O Parlamento Europeu votou na quarta-feira para encaminhar o acordo de livre comércio entre a União Europeia e o Mercosul ao Tribunal de Justiça da UE. A medida pode atrasar a ratificação em até dois anos e, em alguns cenários, pôr em risco o negócio.
O acordo foi assinado no último fim de semana, em Bruxelas, pelos blocos UE e Mercosul, que reúne Argentina, Brasil, Paraguai e Uruguai. O texto ainda depende de aprovação formal de todos os Estados e instituições para entrar em vigor.
A decisão de levar o tema ao mais alto tribunal ocorre em meio a controvérsias sobre o conteúdo do acordo. A avaliação jurídica pode influenciar a continuidade de tramitações legislativas e a compatibilidade com normas da UE.

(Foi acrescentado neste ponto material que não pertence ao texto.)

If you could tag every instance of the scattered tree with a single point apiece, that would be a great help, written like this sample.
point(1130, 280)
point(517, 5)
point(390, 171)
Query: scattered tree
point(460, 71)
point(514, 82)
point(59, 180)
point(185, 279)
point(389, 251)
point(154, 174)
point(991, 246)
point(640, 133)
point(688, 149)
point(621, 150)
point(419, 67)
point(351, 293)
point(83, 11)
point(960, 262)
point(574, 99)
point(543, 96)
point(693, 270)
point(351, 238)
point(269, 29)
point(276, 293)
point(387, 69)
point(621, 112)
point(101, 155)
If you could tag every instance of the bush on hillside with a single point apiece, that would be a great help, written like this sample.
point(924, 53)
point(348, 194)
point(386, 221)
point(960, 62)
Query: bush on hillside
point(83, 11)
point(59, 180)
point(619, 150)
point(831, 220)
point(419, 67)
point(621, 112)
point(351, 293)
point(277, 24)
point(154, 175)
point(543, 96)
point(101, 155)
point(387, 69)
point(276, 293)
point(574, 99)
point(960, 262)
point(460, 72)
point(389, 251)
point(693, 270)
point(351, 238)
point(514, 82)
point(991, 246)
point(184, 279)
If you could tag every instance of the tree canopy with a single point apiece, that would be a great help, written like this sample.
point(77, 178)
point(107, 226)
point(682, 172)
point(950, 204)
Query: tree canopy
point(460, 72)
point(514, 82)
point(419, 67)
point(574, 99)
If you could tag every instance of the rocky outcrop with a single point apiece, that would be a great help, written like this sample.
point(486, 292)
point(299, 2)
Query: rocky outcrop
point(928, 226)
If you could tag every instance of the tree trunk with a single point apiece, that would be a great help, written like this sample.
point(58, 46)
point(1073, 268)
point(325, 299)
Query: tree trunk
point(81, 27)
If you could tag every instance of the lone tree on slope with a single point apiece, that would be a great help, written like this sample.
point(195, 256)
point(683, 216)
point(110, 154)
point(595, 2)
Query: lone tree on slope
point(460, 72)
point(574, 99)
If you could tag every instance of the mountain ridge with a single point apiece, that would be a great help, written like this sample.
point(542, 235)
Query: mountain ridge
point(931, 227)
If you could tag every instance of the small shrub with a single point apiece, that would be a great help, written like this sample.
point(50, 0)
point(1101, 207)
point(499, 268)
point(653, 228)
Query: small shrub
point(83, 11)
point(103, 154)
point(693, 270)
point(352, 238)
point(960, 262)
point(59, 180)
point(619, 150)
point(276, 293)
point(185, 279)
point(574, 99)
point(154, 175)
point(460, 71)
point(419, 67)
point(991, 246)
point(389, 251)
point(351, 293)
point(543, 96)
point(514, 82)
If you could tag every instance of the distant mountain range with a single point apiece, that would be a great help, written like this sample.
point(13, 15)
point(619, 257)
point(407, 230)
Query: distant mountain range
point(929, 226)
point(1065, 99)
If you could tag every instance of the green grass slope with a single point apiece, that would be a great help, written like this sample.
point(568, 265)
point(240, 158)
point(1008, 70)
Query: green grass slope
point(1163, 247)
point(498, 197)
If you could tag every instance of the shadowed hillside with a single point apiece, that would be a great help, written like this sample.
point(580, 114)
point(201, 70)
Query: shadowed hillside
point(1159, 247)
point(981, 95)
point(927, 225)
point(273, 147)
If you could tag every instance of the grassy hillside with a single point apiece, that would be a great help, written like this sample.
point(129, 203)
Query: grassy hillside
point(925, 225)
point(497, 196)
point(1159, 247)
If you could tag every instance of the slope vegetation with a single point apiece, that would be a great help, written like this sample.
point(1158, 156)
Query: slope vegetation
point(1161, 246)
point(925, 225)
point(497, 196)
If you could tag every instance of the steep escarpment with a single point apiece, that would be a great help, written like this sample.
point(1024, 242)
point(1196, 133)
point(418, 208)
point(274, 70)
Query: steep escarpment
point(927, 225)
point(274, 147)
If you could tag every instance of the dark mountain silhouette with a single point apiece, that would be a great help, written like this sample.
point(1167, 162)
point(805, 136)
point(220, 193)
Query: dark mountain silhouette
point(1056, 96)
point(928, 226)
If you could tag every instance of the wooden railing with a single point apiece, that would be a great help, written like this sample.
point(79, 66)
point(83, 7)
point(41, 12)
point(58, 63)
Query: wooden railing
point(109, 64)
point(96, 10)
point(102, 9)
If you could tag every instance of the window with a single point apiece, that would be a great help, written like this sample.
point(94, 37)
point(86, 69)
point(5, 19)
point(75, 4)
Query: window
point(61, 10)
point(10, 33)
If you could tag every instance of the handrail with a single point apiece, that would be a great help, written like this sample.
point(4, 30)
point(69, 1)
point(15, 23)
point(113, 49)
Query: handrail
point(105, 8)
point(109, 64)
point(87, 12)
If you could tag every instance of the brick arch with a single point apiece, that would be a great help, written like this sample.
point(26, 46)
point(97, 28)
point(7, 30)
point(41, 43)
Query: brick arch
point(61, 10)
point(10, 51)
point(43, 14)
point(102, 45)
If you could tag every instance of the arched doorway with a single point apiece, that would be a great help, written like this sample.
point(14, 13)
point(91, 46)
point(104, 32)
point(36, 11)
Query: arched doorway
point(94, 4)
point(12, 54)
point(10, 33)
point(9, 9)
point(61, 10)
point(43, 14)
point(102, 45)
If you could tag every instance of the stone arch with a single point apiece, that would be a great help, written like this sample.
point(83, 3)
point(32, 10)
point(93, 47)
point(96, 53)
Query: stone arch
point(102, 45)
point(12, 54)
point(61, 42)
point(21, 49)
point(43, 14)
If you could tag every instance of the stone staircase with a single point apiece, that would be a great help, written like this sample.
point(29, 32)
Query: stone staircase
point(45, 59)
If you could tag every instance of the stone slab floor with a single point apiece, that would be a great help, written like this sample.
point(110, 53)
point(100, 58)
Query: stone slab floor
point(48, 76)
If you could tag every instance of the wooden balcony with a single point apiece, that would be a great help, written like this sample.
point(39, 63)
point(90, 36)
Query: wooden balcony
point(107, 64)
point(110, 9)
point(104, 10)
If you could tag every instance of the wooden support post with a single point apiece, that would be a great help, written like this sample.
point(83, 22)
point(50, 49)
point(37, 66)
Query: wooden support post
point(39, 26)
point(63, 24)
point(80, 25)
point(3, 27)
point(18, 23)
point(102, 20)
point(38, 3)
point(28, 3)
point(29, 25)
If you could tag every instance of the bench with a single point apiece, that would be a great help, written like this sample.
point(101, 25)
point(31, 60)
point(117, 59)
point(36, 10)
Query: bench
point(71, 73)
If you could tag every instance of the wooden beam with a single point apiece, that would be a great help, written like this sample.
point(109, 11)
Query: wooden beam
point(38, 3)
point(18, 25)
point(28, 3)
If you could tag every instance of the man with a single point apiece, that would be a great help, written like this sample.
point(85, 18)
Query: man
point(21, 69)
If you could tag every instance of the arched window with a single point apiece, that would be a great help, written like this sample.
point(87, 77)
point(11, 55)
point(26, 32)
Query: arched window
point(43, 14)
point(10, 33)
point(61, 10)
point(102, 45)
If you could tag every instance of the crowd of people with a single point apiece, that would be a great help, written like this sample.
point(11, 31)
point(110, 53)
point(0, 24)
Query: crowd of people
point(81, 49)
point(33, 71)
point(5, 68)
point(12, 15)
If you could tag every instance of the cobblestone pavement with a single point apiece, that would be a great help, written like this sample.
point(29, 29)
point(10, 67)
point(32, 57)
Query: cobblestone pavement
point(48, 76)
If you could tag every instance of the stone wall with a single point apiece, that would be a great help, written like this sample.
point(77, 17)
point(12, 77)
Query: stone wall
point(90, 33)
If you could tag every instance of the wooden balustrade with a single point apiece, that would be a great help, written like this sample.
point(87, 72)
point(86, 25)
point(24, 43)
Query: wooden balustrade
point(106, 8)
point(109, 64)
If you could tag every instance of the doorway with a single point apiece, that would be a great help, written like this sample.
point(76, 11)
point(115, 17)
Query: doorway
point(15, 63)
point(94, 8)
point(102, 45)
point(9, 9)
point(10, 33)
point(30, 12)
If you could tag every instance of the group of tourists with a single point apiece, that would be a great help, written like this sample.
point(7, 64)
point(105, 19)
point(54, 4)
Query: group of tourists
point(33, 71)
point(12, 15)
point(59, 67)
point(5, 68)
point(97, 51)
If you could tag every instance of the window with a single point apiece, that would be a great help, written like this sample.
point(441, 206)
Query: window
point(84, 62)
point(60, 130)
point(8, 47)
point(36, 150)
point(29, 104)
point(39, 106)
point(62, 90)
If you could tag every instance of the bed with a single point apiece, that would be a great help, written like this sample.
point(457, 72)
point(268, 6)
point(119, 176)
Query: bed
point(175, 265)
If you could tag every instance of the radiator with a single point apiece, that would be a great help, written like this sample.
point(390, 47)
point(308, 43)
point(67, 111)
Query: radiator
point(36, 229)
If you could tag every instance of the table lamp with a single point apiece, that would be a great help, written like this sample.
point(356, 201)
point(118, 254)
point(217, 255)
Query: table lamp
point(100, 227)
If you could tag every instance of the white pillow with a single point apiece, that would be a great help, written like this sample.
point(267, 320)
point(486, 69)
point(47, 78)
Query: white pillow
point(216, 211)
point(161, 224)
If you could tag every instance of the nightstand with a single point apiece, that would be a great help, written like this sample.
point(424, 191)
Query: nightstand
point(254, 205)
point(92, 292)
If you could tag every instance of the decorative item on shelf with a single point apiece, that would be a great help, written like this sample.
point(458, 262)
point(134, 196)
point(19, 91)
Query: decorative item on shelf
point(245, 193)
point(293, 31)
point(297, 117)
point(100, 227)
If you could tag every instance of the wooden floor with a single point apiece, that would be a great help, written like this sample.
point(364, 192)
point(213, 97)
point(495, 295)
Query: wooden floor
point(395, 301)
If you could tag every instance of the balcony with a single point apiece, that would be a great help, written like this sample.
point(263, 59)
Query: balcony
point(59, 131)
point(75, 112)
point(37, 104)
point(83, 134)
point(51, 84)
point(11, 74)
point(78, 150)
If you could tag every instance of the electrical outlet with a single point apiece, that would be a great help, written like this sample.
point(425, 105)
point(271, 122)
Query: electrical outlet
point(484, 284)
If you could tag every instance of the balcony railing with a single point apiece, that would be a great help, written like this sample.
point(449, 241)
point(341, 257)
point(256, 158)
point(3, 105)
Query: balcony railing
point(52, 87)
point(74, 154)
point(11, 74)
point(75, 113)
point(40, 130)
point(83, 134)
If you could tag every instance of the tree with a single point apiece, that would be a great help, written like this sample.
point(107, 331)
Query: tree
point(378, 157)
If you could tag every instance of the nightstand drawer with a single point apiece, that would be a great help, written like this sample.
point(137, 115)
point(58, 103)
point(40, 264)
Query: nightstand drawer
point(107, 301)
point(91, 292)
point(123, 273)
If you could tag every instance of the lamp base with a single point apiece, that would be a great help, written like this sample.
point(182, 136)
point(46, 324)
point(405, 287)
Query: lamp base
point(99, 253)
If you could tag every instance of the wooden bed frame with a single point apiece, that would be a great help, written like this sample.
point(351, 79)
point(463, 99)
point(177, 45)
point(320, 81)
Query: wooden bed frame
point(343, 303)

A assinatura do pacto, embora histórica por envolver o maior acordo comercial já negociado pela UE com o Mercosul, permanece sob escrutínio. As próximas etapas dependem de parecer jurídico e da obtenção de aprovações necessárias pelas instituições envolvidas. Fontes indicam que o processo pode avançar apenas com decisões do tribunal e dos parlamentos nacionais.